Marzenia Stefana Batorego i Sebastiana Maśki zamieniają się w rzeczywistość. Pierwszy to twórca aplikacji Booksy, drugi stworzył markę Versum. Obie pomagają umawiać wizyty do fryzjerów, kosmetyczek czy barberów. Zaledwie miesiąc temu informowaliśmy o połączeniu rywali. Dziś widać efekty tej synergii.

Jak udało się ustalić money.pl, Booksy (pod tą marką działa połączona firma) właśnie otrzymało 70 mln dolarów. Pieniądze wyłożyły amerykańskie fundusze inwestycyjne Cat Rock Capital oraz Sprints Capital.
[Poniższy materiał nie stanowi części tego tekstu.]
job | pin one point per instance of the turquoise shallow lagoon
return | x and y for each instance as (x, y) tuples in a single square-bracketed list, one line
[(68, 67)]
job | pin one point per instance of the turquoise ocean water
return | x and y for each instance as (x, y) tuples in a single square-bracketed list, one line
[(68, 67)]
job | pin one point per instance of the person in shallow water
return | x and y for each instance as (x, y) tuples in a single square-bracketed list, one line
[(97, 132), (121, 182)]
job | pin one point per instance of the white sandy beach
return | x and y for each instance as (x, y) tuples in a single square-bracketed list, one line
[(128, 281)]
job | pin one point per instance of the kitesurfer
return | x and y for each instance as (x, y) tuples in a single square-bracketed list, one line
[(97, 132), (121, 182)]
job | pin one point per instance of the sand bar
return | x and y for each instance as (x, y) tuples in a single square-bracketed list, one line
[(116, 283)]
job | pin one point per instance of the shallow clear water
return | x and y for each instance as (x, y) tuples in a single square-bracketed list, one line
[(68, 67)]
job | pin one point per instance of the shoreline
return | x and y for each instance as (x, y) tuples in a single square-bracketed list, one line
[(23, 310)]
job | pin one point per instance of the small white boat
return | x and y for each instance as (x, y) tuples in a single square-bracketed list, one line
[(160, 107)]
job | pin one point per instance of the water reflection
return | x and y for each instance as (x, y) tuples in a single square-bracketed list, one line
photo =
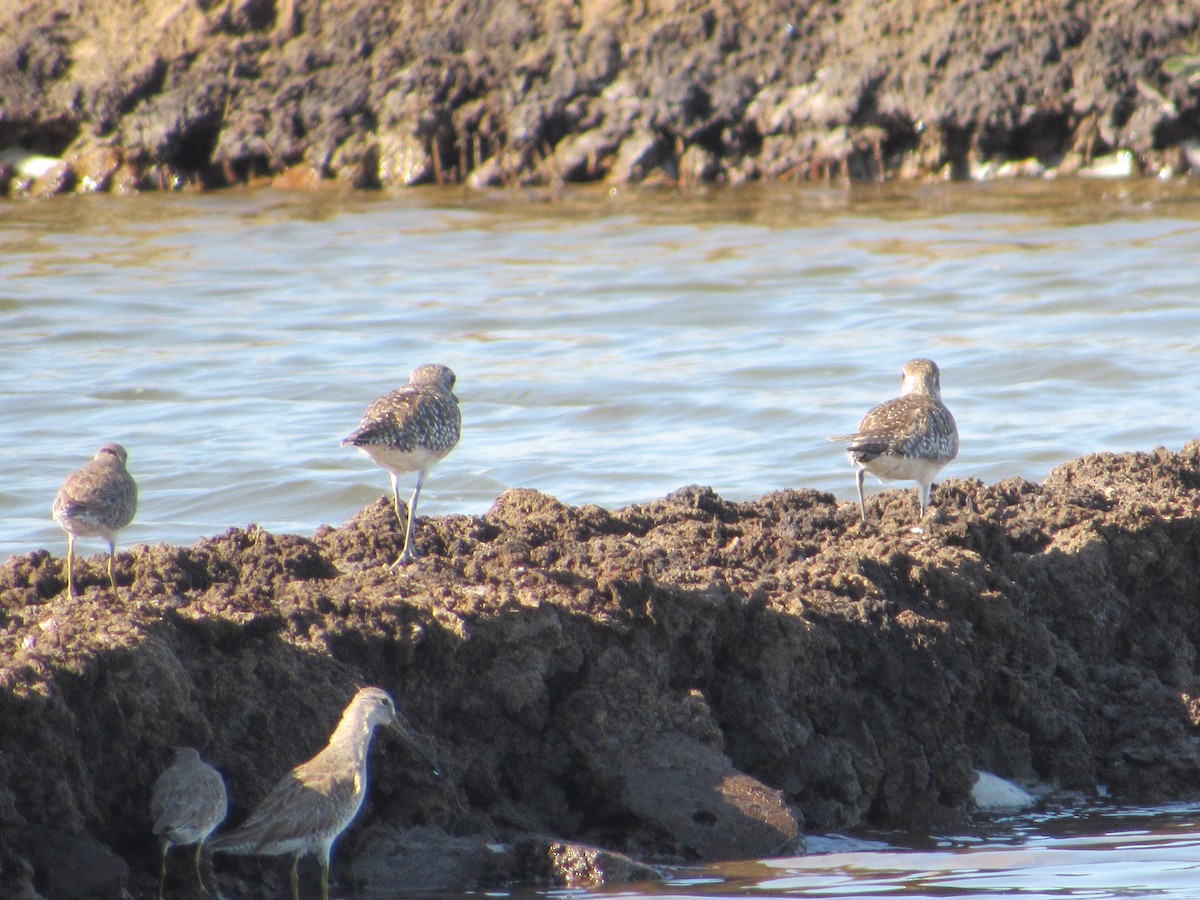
[(611, 346)]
Nazwy niewiele mówią? To niech przemówią startupy, jakie za nimi stoją. Wcześniej zainwestowali oni m.in. w Revoluta, międzynarodową platformę Takeaway (w Polsce działa pod marką Pyszne.pl) czy Vinted. I drogą tych startupów ma iść dziś Booksy.

- Połączenie z Versum było bardzo silnym sygnałem, że nasze duże ambicje nie są bez pokrycia. Dzięki fuzji zyskaliśmy bardzo mocną kartę przetargową w rozmowach z inwestorami - mówi money.pl Stefan Batory.

Zobacz także: Najbogatszy polski startup na zakręcie. "Wyjdziemy z tego szybko"

- 13 milionów klientów i tysiące profesjonalistów korzystających na co dzień z Booksy potwierdza, że jest ono niekwestionowanym liderem na bardzo konkurencyjnym rynku. Cieszę, że będę mógł współuczestniczyć w kolejnych etapach dalszego, dynamicznego rozwoju firmy - zachwala firmę Pierre Siri, partner operacyjny w Sprints Capital.

70 mln dolarów ma pomóc w globalnej ekspansji. Obecnie Booksy jest liderem w Polsce, ma też silną pozycję w Stanach Zjednoczonych i Wielkiej Brytanii. To właśnie na tych rynkach pieniadze mają pomóc w dalszym rozwoju. Już dziś wywodzący się z Polski, ale obecnie zarejestrowany w USA startup, ma kilka milionów użytkowników. Na jak długo starczą dodatkowe środki?

- Wszystko zależy od tego, jak bardzo agresywnie będziemy chcieli rosnąć. Obie spółki były rentowne już przed obecną rundą, jednak dzięki pozyskanym środkom będziemy mogli przyspieszyć rozwój. Obecnie jesteśmy na takim etapie, że w zasadzie w dowolnym momencie możemy powrócić do rentowności - tłumaczy Batory.

Pieniądze trafią do spółki na zasadzie emisji nowych udziałów. Nie będą transzowane, czyli od razu Booksy otrzyma 70 mln dolarów. Kluczowa jest jednak wycena, po jakiej nowi inwestorzy obejmują akcje. Tej Batory zdradzić nie chce. Stwierdza jednak, że jednorożcem - czyli spółką o wycenie ponad 1 miliarda dolarów - jeszcze nie są.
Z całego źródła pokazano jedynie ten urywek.